If you're thinking who even uses tinsel anymore, think again. According to the Fact Site, Tinsel was super popular as Christmas decor as early as the 17th century, but it did go out of style as a Christmas decor staple during the '70s when the FDA revealed that most tinsel was made of lead, reports The Atlantic. Lead is toxic to all humans, the World Health Organization explains. Lead poisoning can be detrimental to multiple body systems and is particularly dangerous to small children — it can lead to comas, seizures, and even death.

After the FDA stepped in to warn against using tinsel on Christmas trees in 1972, the holiday favorite got a reputation as a toxic holiday decoration, and it wasn't seen much for the next forty years. But the reflective decor made a renaissance in 2017, as Ideal Home reports, with Christmas celebrators having a renewed interest in shiny ropes covering their trees, and modern iterations are obviously not made of lead. But while it's great news that you can deck your halls without fear of lead poisoning, tinsel unfortunately still isn't the safest choice for decor to put in your home if you have small children or even pets.

Before you give me the same withering stare Mary gave George Bailey in It's A Wonderful Life, let me explain. Tinsel can be a choking hazard because of the small pieces that make up the long chains that looks so festive and shiny from afar, according to Web MD. If your child (or pet, for that matter) were to get hold of some tinsel and put it in her mouth, the pieces could get lodged in her throat, which you definitely don't want. As Kid's Health put it, "if it's small enough to fit in the mouths of babies and toddlers, it's too small to play with."

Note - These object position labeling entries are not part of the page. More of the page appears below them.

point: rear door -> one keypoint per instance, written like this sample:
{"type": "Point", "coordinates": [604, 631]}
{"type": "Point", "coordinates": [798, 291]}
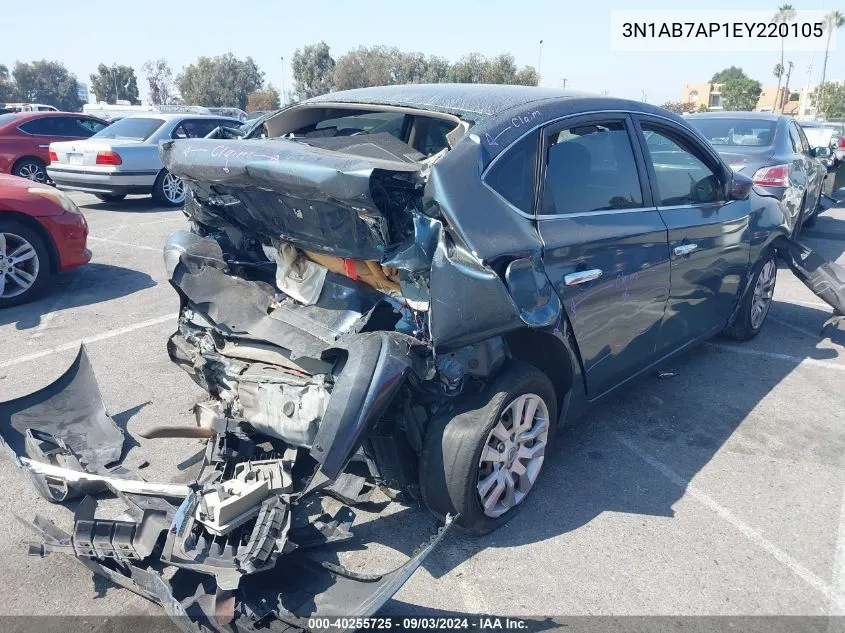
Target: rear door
{"type": "Point", "coordinates": [708, 234]}
{"type": "Point", "coordinates": [605, 248]}
{"type": "Point", "coordinates": [816, 170]}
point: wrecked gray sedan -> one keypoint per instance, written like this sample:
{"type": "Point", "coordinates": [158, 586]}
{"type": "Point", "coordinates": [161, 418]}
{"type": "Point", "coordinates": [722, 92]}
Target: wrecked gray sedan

There are a few ways you can deal with the unexpected danger of tinsel to your little ones. Fatherly suggests skipping tinsel altogether just to take away any kind of risk. But you can also bring it into your home and use it in places where tiny hands can't reach. You won't be able to put it on your tree, but you can hang it over your mantle to make your stockings look even cuter or use it as festive wall decor. It would also look great wrapped on the railing of your staircase, which you can easily keep your kiddos away from with a baby gate.

And think about it this way: the presents under the tree will be your kiddos' main concern anyway, so don't feel bad if the tree itself isn't as glitzy as you hoped and celebrate knowing your most precious gifts are that much safer.